Contact: Richard Taffe, 617-353-4626 |
Contact: Elizabeth Amrien, 617-358-2778 |

(Boston) — Applications are being accepted through August 31, 2007, for the Milena Jesenská Fellowships for North American Journalists, sponsored by the Institute for Human Sciences at Boston University.

The program will enable two U.S. or Canadian journalist to spend up to three months in Europe working on a European topic of their choice, enlarging their knowledge of social and political issues there, and establishing working contacts with European journalists, politicians, and opinion makers.

Each recipient gets a $12,500 stipend, office, PC with Internet connection, travel money, and access to the research services and programs of the Institute’s sister institution in Vienna where they will be based. Duration of the fellowships and start dates are negotiable for between Oct. 1, 2007, and Sept.30, 2008.

The IHS fellowships, in their third year, are named for Czech journalist Milena Jesenská, whose resistance to Nazism led to her death in a concentration camp in 1944. The sister institution — the Institut für die Wissenschaften vom Menschen (IWM) — has sponsored similar fellowships for European journalists since 1998.
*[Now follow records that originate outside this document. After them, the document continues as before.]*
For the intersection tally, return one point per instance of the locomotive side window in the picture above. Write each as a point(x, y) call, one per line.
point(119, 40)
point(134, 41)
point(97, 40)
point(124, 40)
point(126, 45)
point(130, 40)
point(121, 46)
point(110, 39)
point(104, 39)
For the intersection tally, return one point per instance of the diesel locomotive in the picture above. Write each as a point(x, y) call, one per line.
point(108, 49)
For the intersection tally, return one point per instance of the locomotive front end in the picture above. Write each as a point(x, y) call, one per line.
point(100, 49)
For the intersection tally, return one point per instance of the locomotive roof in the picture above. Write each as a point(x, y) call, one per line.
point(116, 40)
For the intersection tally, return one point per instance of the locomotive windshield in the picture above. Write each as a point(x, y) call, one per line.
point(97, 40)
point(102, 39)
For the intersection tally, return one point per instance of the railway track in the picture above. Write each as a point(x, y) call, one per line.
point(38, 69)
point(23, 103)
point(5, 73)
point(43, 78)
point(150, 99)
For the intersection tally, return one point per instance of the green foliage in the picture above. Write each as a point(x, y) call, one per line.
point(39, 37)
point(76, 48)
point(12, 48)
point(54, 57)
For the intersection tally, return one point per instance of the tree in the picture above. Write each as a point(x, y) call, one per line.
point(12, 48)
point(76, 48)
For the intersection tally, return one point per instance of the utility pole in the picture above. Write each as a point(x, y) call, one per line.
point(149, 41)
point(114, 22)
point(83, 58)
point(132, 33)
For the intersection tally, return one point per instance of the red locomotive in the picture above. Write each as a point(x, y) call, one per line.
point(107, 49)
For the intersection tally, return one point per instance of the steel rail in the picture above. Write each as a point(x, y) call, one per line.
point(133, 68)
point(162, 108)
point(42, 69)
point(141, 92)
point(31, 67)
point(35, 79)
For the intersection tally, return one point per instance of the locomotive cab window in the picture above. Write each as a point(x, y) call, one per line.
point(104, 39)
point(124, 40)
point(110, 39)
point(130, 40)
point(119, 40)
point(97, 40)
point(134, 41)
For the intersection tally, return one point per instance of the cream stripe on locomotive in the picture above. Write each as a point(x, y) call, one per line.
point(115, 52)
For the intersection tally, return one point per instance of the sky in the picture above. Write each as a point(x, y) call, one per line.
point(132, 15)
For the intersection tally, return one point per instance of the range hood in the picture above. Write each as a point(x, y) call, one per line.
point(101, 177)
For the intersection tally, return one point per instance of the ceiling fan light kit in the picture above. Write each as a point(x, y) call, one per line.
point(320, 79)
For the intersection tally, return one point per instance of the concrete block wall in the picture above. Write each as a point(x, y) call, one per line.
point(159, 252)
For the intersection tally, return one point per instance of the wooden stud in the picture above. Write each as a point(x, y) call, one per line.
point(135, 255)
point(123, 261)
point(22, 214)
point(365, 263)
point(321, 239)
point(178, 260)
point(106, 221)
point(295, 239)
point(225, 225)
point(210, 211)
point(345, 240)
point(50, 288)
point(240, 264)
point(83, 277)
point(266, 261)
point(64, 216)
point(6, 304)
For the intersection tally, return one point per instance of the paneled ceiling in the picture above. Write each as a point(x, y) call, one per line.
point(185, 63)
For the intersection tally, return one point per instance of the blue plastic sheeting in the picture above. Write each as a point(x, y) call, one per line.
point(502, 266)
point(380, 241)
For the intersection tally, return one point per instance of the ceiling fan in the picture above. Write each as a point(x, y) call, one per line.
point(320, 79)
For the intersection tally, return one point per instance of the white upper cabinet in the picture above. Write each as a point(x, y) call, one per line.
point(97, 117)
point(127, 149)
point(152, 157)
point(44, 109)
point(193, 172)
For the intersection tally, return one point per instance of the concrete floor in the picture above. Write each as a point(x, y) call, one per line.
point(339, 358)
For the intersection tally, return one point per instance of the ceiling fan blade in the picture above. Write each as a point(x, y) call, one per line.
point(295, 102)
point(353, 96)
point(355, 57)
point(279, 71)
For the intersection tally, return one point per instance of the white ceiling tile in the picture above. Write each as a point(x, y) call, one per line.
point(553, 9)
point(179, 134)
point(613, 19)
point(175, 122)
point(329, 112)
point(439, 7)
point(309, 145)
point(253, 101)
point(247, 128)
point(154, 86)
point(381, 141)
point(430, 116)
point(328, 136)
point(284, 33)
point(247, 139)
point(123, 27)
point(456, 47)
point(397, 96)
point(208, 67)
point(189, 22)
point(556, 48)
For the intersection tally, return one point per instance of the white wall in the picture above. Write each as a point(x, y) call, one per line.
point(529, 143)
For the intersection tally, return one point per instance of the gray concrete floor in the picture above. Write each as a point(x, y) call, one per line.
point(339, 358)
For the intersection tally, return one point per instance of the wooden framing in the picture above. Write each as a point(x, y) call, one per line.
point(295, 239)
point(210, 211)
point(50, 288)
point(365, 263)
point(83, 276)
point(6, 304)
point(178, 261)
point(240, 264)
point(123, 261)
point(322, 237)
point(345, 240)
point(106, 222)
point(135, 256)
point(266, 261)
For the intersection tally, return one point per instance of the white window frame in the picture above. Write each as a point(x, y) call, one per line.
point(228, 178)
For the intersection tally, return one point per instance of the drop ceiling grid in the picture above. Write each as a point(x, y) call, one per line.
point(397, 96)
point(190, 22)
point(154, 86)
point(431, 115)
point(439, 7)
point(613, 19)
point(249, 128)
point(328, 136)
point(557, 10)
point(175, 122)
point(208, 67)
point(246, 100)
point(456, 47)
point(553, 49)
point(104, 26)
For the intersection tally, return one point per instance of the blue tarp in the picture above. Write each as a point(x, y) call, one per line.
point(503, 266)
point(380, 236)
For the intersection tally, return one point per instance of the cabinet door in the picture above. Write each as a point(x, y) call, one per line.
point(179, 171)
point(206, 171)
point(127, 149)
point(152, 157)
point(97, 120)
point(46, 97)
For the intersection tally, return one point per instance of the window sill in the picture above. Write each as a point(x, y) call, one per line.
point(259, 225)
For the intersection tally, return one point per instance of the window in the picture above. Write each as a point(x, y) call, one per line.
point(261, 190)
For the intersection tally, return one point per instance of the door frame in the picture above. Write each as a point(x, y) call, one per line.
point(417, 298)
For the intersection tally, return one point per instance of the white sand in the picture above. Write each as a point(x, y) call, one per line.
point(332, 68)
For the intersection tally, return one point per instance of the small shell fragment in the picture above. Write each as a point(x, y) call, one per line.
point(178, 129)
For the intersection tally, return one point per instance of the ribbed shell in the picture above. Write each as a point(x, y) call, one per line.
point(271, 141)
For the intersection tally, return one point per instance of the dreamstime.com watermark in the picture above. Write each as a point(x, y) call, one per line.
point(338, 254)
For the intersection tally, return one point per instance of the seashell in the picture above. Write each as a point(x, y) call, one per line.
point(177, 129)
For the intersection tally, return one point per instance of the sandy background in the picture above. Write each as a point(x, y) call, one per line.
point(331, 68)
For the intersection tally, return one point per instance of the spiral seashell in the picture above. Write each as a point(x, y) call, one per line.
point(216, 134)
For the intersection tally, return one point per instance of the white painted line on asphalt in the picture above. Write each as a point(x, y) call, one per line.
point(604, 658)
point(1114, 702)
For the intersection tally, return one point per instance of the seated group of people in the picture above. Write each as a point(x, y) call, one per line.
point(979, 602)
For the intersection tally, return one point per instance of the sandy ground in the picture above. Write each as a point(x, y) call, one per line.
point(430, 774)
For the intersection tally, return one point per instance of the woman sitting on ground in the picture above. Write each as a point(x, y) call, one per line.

The first fellowship was awarded in 2005 to Sarah Wildman, Senior Correspondent for American Prospect, for a project entitled “Abroad at Home: Muslims and Jews in Modern Europe.” Current Fellows include Meline Toumani of The New York Times Magazine for a project on the influence of EU membership negotiations on the Turkish legal system and the role of the Turkish courts in shaping Turkey’s international image in the early stages of negotiations; Aleksandra Starr, another New York City-based journalist, for a series of dispatches for Slate magazine on how immigration is being understood and handled in Austria, Ireland, and Spain; and Julie Denesha, photojournalist and picture editor at the Washington Times, whose project takes on the centuries-old difficulty of the Roma being accepted and justly treated in Europe as the European Union moves its boundary further eastward.